5.3 Implementation Details
We experimented with two pre-trained models LED and Pegasus-X as base models for summarization which were fined-tuned on the Scriptbase corpus (see Section 4.1). Each input sequence for the movie is truncated to 16,384 tokens (including special tokens) to fit into the maximum input length of the model. We experimented with both the base and large variants of these models and found that the large models performed better and used them in our experiments. We used AdamW as an optimizer (β1 = 0.9, β2 = 0.99) with a learning rate of 5e-5. We used a linear warmup strategy with 512 warmup steps. We trained the models to 60 epochs and used the checkpoint with the best validation score. We used a beam size of five for decoding and generating the summary. We also created a random selection baseline by selecting a random k% of scenes and using those to generate a summary. We report the best result for random selection, which was obtained for k = 25 and LED. All the baseline models are fully trained on our dataset using the best configuration from the papers.
5.4 Results
Table 5 shows our evaluation results using ROUGE (F1) scores and BERTScore on the Scriptbase corpus. Compared with the baseline models and previous work, our model achieves state-of-the-art results on all metrics. Specifically, our Select and Summarize model, which selects salient scenes, achieves 49.98, 12.11, and 47.95 on ROUGE1/2/L scores and also shows improvements on BERTScore. Compared to a model which uses the full text of the movies, our model improves the performance by 3.83, 1.49, and 3.49 ROUGE-1/2/L points, respectively. The Lead-N baseline achieves better results than Agarwal et al. (2022) with a ROUGE-1 of 17.69 for Lead-1024. Our model outperforms SUMMN (Zhang et al., 2022), which can be attributed to better content selection using salient scenes compared to greedy content selection based on ROUGE. As named entities and places are repeated across the movie script, the greedy alignment used in SUMMN can result in false positives.
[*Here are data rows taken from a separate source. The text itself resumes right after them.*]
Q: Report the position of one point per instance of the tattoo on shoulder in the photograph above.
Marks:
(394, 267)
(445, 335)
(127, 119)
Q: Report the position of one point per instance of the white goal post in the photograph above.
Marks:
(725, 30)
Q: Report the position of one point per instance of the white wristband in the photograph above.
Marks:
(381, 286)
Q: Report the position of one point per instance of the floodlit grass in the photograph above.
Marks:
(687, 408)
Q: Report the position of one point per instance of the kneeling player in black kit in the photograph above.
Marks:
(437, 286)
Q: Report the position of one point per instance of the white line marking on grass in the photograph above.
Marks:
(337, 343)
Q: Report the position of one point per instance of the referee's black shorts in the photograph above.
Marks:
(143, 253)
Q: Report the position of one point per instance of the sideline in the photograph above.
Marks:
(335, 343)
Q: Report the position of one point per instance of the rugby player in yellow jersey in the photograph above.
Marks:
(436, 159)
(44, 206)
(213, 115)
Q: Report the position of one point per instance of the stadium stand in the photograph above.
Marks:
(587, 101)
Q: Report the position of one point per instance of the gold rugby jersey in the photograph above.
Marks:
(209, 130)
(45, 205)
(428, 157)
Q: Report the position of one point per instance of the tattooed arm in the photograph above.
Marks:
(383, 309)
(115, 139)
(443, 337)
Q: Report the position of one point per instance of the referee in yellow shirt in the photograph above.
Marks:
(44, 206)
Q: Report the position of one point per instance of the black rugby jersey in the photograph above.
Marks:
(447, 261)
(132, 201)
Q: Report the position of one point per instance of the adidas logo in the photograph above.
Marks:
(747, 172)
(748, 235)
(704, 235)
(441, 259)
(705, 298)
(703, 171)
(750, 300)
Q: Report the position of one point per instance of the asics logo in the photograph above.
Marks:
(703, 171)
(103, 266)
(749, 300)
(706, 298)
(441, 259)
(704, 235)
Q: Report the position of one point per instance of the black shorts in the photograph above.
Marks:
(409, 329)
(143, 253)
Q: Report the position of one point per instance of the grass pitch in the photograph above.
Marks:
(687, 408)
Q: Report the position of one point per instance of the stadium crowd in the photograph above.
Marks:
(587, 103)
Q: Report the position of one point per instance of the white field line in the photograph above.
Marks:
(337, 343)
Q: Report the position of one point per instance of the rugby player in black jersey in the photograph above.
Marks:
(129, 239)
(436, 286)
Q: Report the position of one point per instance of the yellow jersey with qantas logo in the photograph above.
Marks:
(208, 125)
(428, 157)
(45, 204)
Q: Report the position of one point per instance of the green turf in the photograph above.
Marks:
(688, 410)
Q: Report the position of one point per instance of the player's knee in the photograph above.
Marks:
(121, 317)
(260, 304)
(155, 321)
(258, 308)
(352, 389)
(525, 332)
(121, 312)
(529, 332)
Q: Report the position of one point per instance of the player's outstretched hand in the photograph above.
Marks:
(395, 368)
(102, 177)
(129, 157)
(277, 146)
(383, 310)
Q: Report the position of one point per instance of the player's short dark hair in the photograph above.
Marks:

Unlimiformer performance is low compared to our model and the two-stage model, possibly because it does not include explicit content selection. The Pu et al. (2022) model performs slightly better than using Full Text, as removing sentences based on heuristics allows it to include movie script text which would otherwise be truncated. FLAN-UL2 performs better than GPT-3.5-Turbo and FLANT5-XXL in a zero-shot setting but our fine-tuned model outperforms all three models.
We also experimented with Pegasus-X (Phang et al., 2023) instead of LED as the base summarization model for SELECT & SUMM. We found both models perform better when using our approach of selecting salient scenes compared to the full text, with LED demonstrating superior performance.
Figure 2. also shows that our model yields improvements even though it uses only half the length (only salient scenes) of the original script. This demonstrates the effectiveness of salient scene selection in movie script summarization. Appendix E shows generated summaries for two movies.
[4] We used model gpt-3.5-turbo-1106 which has context length of 16K tokens.